Elucidating the signal transduction pathways by which the host defence peptide LL-37 initiates immunomodulatory responses by bronchial epithelial cells
The immune system must strike a balance between fighting off illness and infection and damaging tissues in the body. If the balance swings too far in either direction, the results can be disastrous. Over-stimulation of the immune system can result in tissue damage, low blood pressure, organ failure and death. A good example is toxic shock syndrome, which occurs when an enormous overreaction by the immune system triggers a rapid drop in blood pressure, leading to multiple organ failure. Mortality is as high as 30 to 40 per cent Researchers recently suggested that this type of reaction may explain, in part, why the 1918 flu epidemic was so deadly. A protein called LL-37 is involved in healing wounds and growing new blood vessels, a process that is vital for repairing damaged tissue. Niall Filewod is investigating whether or not LL-37 can help calm an activated immune system. Thus diminishing the effect of excessive immune responses and protecting the body from toxic shock. If so, this research could lead to new drugs to treat conditions ranging from sepsis to arthritis that result from immune system reactions gone awry.
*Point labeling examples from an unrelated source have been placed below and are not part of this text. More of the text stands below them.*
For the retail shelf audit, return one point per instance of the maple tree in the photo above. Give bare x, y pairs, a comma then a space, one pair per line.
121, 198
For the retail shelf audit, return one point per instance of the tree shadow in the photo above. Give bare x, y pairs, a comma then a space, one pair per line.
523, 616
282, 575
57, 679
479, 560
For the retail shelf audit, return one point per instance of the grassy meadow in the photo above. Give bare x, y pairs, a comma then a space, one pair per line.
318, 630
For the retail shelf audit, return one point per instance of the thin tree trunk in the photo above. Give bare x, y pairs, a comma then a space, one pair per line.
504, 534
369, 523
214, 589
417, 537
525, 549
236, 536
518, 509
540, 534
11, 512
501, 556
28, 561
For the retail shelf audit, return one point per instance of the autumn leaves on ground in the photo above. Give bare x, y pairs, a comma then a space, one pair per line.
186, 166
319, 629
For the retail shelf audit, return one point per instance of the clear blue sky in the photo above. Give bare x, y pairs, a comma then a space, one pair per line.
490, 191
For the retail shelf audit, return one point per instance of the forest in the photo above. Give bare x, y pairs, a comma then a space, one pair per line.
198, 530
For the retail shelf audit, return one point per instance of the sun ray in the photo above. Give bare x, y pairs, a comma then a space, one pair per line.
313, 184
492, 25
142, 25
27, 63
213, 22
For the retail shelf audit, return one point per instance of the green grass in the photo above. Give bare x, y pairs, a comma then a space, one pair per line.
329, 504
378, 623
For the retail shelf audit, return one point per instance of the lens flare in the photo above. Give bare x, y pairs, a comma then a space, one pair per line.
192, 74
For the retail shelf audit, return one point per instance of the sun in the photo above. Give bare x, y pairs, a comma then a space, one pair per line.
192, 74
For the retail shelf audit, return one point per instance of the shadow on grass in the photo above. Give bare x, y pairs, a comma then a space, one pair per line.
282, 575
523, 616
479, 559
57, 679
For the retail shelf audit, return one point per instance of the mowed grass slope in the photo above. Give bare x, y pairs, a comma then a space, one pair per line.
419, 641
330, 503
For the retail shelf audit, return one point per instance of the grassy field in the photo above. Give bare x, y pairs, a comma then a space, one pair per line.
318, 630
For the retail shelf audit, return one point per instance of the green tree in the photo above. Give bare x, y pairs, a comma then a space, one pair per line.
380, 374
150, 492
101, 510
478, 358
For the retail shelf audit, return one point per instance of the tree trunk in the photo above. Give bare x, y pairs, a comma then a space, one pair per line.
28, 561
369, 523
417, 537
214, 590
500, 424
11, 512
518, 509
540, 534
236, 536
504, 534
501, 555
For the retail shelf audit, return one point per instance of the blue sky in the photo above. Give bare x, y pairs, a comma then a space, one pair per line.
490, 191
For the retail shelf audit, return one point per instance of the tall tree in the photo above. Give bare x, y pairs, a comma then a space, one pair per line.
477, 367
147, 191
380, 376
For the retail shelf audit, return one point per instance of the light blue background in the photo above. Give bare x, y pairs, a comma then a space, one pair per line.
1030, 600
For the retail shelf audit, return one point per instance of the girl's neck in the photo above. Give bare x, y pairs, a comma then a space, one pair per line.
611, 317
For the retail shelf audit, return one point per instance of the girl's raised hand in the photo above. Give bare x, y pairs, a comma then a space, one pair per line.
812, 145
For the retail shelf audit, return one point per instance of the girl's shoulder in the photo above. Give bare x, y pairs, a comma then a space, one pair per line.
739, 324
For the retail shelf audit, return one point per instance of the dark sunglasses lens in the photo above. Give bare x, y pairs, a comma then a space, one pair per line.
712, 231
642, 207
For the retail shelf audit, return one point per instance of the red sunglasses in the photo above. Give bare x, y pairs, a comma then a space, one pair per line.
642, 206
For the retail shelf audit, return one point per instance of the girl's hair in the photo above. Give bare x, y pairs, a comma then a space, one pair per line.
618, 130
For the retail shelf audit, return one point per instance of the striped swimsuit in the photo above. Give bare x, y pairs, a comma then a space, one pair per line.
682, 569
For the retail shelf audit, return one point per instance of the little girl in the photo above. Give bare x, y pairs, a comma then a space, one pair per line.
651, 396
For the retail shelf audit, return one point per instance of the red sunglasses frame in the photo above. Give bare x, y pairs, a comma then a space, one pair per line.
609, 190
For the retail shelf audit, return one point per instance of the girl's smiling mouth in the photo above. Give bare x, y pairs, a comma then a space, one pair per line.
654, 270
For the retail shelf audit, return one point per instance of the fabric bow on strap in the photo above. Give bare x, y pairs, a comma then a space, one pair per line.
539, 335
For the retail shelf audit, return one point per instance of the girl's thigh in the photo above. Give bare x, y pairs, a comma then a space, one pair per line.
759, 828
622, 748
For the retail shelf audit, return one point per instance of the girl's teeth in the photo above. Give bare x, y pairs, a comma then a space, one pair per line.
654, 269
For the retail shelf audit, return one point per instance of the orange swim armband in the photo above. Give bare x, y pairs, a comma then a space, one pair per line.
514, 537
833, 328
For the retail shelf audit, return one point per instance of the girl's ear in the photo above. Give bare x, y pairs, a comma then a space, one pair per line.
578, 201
Heme binding and transport by the Staphylococcus aureus Isd system
Staphylococcus aureus is a bacterial pathogen that is of considerable medical concern. Though it normally lives externally on humans or animals, S. aureus causes problems when it is introduced into breaks in skin or mucosal surfaces, enabling it to invade the surrounding tissues and move into the blood stream. S. aureus poses an especially great threat in the hospital setting where it is one of the most commonly acquired bacterial infections and a serious cause of disease and death. The emergence of multidrug-resistant “superbugs” has highlighted the potential threat S. aureus poses in the health care system. There is an imperative need for new means of inhibiting the growth of S. aureus. As in many other organisms, iron is required for growth in S. aureus – an element that the bacteria must either extract or scavenge from within the human system. The majority of iron in the human body is found in heme, and many other organisms have evolved to utilize heme as an iron source. Recently, S. aureus was also shown to preferentially use heme-iron in early growth, but little is known about its heme uptake mechanism. Jason Grigg is exploring the function and structure of a set of four cell surface heme binding proteins found on S. aureus. By describing how the bacteria grows by extracting iron from its host, this research may lead to new ways to “starve” the bacteria and inhibit its pathogenesis.